You are free to live the dream you had, when you started your business. Would you like to own this type of business?

For most business owners, reality is very different. They become enslaved by their own business. Discretionary time, purpose and a cooperative culture are replaced by work pressure, nickel-and-diming the client at every turn and internal turf wars. In-fights about increasingly scarce resources are the norm.

Does this sound familiar? It does to me. Not only from my experience working with clients across dozens of industries, but also in my own ventures.

I started to think deeply about my business and took some time to re-evaluate my beliefs. This saved me and I want to share with you.

What doesn't work

Let’s Bust Popular Myths

 

I identified three main beliefs that I had taken on board without questioning and realized that they represented serious obstacles in building a successful business. Here is what I found was not only holding me back, but I observed these beliefs also among my clients, preventing them to build business to their fullest potential.

Work smarter not harder.

Despite this mantra being repeated almost daily, it doesn’t make it true. If your turnover, profit, or client satisfaction isn’t as high as you want it to be, it does not matter how much you fine-tune your processes to create your products or provide your services. The outcome is ineffective and no degree of increased efficiency can get you there.

Increasing efficiency to work smarter is always good, but you need to be sure that you are doing the right thing in the first place.

Looking for hidden assets and skills in your business and augmenting or replacing your existing processes with them can change your business.

The fee for a service / product depends on the time, efforts, and resources required to achieve the desired outcome.

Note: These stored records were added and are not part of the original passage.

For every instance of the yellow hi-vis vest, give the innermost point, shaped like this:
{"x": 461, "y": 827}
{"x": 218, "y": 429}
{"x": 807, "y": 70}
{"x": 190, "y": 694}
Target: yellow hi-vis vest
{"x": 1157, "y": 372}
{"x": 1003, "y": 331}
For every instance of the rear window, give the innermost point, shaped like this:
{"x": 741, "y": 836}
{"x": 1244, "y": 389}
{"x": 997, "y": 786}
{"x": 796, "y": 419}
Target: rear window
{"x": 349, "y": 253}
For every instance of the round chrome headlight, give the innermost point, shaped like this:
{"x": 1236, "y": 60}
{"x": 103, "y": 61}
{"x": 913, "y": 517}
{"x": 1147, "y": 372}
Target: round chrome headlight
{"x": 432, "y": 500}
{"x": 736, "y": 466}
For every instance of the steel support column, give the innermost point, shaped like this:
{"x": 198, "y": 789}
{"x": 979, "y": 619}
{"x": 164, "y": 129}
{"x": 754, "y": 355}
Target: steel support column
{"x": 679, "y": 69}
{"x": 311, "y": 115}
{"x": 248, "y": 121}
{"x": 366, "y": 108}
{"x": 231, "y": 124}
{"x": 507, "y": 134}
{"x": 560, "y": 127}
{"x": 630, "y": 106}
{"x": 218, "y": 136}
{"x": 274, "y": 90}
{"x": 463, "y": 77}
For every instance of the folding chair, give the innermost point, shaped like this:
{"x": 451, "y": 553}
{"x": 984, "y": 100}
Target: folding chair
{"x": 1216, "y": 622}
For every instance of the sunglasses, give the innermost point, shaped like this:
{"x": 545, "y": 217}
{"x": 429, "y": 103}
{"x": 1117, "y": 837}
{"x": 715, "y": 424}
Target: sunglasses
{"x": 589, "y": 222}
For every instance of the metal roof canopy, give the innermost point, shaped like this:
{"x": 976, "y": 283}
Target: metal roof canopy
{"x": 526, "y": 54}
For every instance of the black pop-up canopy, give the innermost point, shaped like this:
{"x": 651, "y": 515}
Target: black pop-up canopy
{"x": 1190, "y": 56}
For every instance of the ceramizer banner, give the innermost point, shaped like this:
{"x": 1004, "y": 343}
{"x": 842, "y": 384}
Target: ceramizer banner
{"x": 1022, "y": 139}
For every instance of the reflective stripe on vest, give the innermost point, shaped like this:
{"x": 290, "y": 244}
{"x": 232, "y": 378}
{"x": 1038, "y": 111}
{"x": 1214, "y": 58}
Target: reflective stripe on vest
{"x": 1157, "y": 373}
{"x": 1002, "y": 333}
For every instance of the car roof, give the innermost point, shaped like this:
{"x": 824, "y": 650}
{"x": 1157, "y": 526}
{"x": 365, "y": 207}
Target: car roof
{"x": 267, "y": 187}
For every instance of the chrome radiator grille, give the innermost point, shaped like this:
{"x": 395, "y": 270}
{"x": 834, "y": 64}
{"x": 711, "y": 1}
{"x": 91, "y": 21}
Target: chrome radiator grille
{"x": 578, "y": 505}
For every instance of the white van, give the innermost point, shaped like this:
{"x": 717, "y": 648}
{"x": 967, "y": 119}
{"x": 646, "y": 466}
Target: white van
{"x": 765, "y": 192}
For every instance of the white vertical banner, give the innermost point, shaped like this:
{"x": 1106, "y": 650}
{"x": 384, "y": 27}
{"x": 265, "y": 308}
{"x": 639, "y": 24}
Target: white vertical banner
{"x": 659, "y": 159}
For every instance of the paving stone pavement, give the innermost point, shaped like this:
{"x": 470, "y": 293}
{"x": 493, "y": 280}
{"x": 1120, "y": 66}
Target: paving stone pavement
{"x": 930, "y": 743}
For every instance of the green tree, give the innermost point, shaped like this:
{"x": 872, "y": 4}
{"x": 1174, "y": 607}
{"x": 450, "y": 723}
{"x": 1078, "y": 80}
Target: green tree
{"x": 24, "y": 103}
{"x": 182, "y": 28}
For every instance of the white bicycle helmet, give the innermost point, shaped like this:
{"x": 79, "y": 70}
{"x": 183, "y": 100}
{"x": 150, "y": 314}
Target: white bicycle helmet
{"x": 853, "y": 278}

This is flat out wrong and you leave money on the table. Allow me to give you an example to illustrate my point. Let’s imagine you own a diamond mine and unearth two rocks from deep below. One is a rough diamond and the other is an ordinary rock. Would you fetch the same price for each when you sell them? Surely not. Yet the amount of labor, expenses for mining equipment, operating fees and so on are identical for each.

If you follow the myth that effort equals price, the ordinary rock should be as expensive as the diamond. And if your costs of mining the diamond goes down, because you get a better deal on labor costs and mining equipment, the diamond should get proportionally cheaper.

Many struggling businesses operate this way. And the better they work, they less they can earn, because if they sell time, they will soon hit a ceiling. There is a limit to time and to how much you can charge per hour. It doesn’t scale well.

Charging based on the value created, is not only better for your business, but also more ethical.

The client is always right or never say NO to a client.

A client who calls on you to provide a product or service that they have identified will help them is not always right. Merely providing what a client asks for may work in the short term. It’s a short sales cycle and money is quickly in the bank. But in the long term, your reputation could suffer if the client needed something else and you knew it, but prefer to stay silent and run with the money.

Ironically, you’ll leave a lot of money on the table.

Some businesses use this tactic to get a foot in the door with the aim to show their real expertise later. This re-positioning rarely works. From the client’s perspective, instead of being an expert, you are a delivery driver. Instead of hired brains, you are hired hands – a commodity.

Experts comfortably say NO, if it is in their client’s best interest.